Maria Lopez rose. She had on a jacket that was a deep shade of red I’d never seen before—it was astonishing to still be encountering new colors. Her pants were black, and her blouse was dark gray. “Ladies and gentlemen of the jury, this case isn’t about greed.” She shook her head, and smiled sadly. “It isn’t about money. It’s about a son laying his beloved mother to rest, about mourning, about getting on with things that need to be done.” She paused, and took her turn at the eye-contact-with-each-juror-in-turn thing. “Wrapping up the affairs of a deceased parent is one of the saddest duties a child ever has to perform. It’s heart-wrenching, but it must be done. The attempts by third parties to prolong poor Tyler’s agony are cruel. Karen Bessarian is dead, and we’ll prove it. She died on the surface of the moon. As for the … machine … sitting there that is claiming to be Ms. Bessarian, we shall show that it is an impostor, a thing falsely trying to claim money that it has no right to. Let Tyler bury his mother.

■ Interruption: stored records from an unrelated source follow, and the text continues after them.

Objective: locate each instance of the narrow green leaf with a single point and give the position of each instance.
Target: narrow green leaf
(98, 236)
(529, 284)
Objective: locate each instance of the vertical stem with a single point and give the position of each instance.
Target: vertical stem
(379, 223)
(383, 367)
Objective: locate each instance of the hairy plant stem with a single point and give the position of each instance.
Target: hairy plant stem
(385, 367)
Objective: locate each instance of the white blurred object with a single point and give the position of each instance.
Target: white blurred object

“I agree with the plaintiff’s attorney on one point. The real Karen Bessarian was a generous woman. She provided for over ten billion dollars in charitable bequests in her will—to charities including the American Cancer Society, the Humane Society of the United States, and Doctors Without Borders. An enormous amount of good work can be done with that money. No one is sadder that Ms. Bessarian has passed on than her devoted, loving son, Tyler. But he’s anxious to see his mother’s fortune help other people—precisely as she intended before she died. Let’s not stand in the way of a great woman’s last wish. Thank you.”

“Very well,” said Judge Herrington. “Mr. Draper, you may now present the plaintiff’s case.”